The city's penalty - which could rise an additional $2 million in legal fees - also should stand as a warning around the region.
Due to the lack of uniform policies on strip searches, suburban towns and other counties still run the risk of abuses. Indeed, four South Jersey counties and Dauphin County, Pa., are on the hook for more than $16 million in settlements over searches, with lawsuits pending elsewhere.
It's fortunate that, as a result of the 2005 class-action lawsuit over the city searches, Philadelphia prison officials reformed their strip-search policies. Searches are down dramatically, and most people arrested for minor offenses are scanned with devices for contraband and drugs, rather than subjected to a visual inspection while naked.
The city's six prisons had taken security to absurd lengths by strip-searching even people held overnight while trying to make bail. One inmate who sued was a longtime teacher jailed on a drunken-driving charge, who told of being terrified during the strip search, and later wept when locked in a prison cell.
An Inquirer investigation of prisoner-search policies in 2007 exposed their widespread use in suburban towns, as well. But the lack of a national standard on strip searches has hampered comprehensive reform, with some prison authorities continuing the indiscriminate practice on security grounds.
Even with several federal courts having ruled unconstitutional the blanket use of strip searches, the outlook for reform has been clouded by a recent ruling upholding such searches.
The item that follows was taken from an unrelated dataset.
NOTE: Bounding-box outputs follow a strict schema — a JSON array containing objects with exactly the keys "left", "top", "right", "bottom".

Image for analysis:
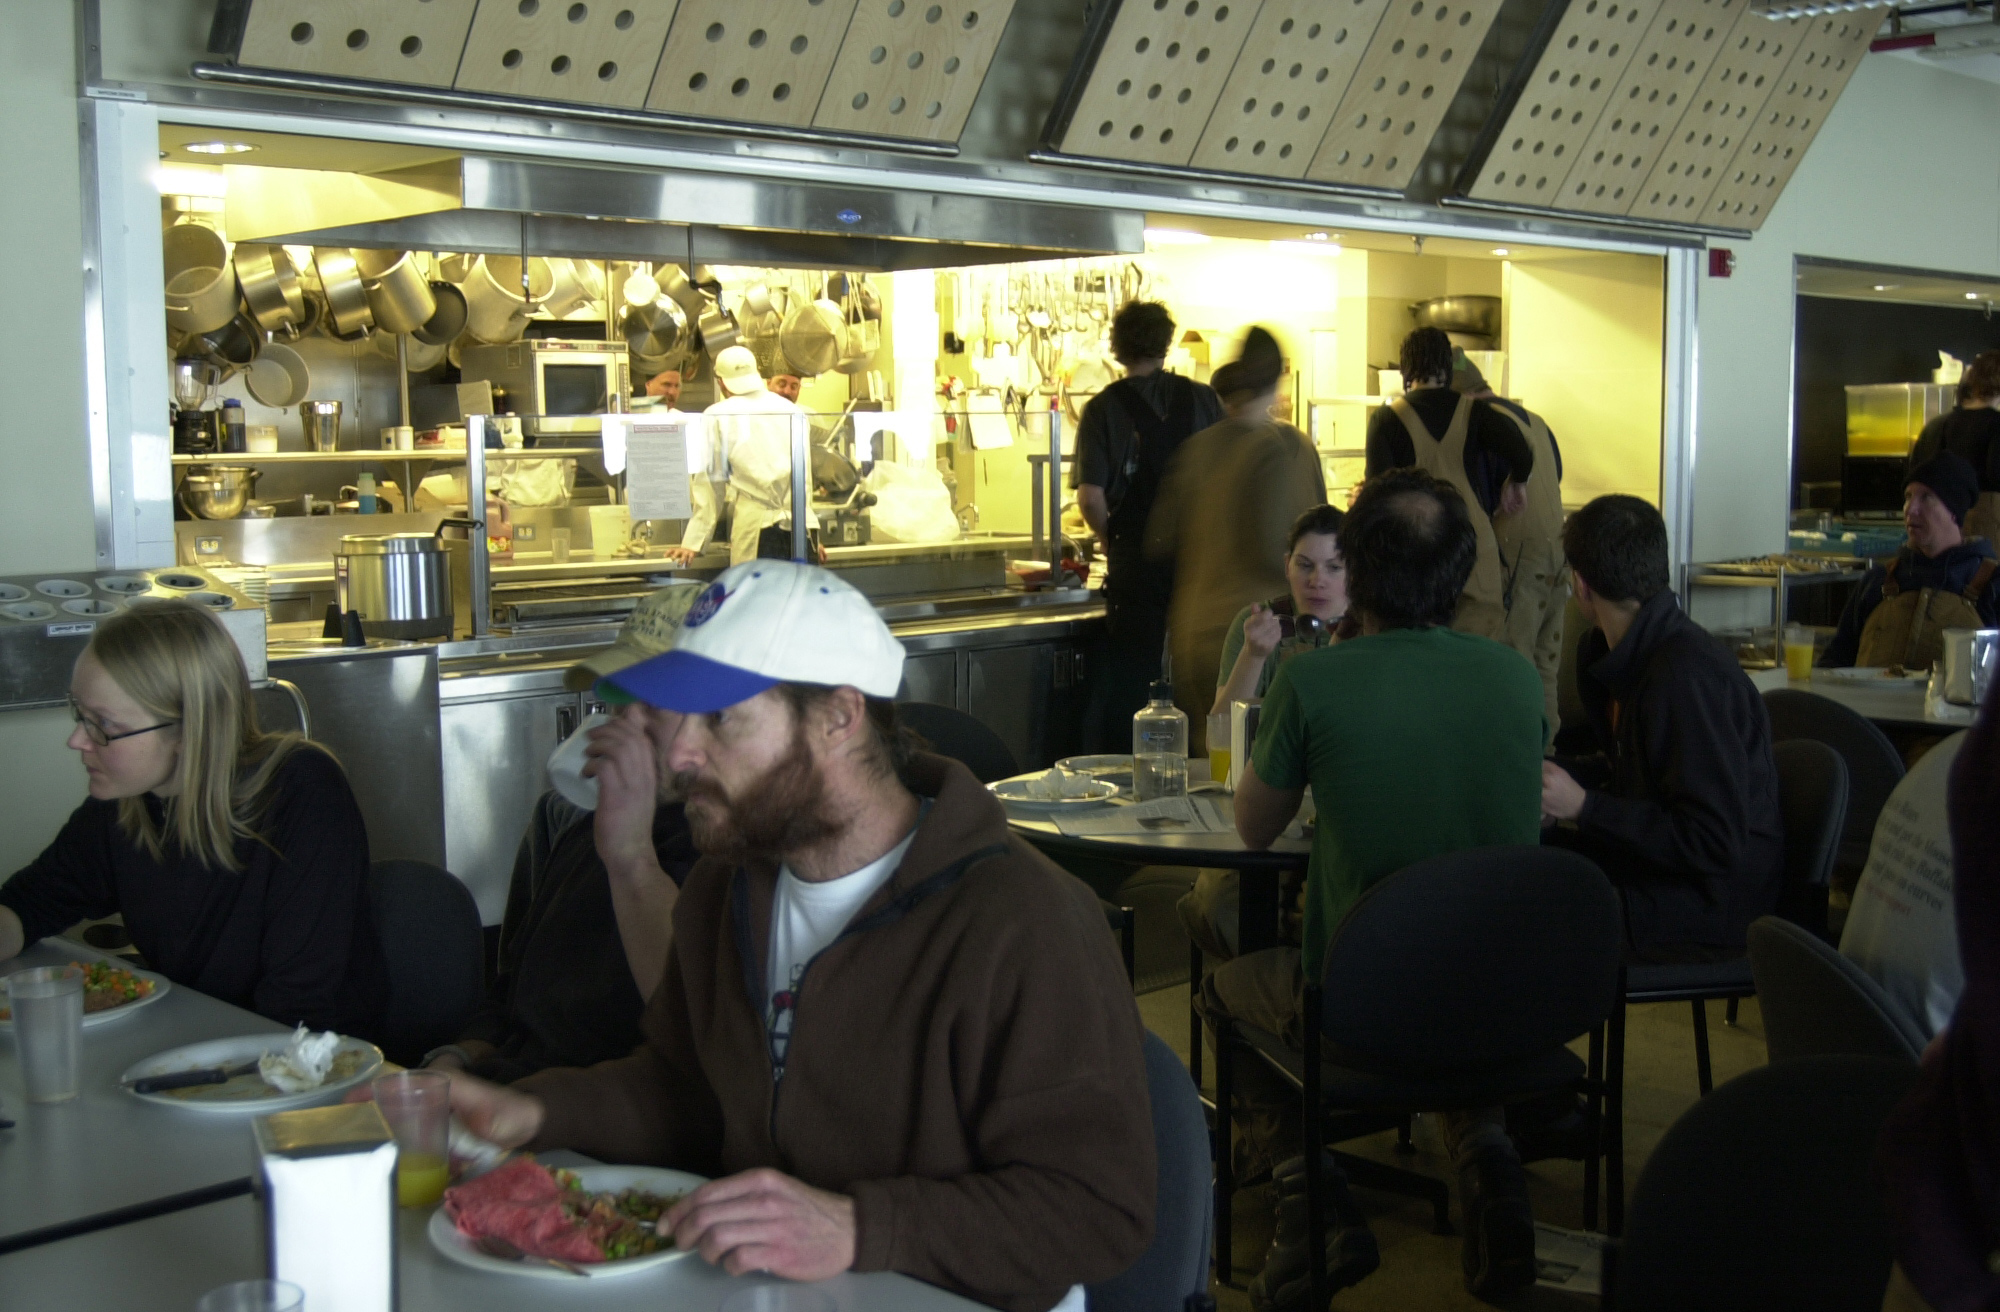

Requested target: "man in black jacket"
[{"left": 1539, "top": 496, "right": 1785, "bottom": 957}]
Police and prison officials should strip search only where they have reasonable suspicion that inmates are carrying contraband such as drugs. It's clear that blanket strip policies aren't the way to go - and it shouldn't take more costly court settlements to bring about reform.
If nothing else, taxpayers who are paying for the settlements should demand prison policies that pass court muster by fairly balancing the need for security versus individual rights.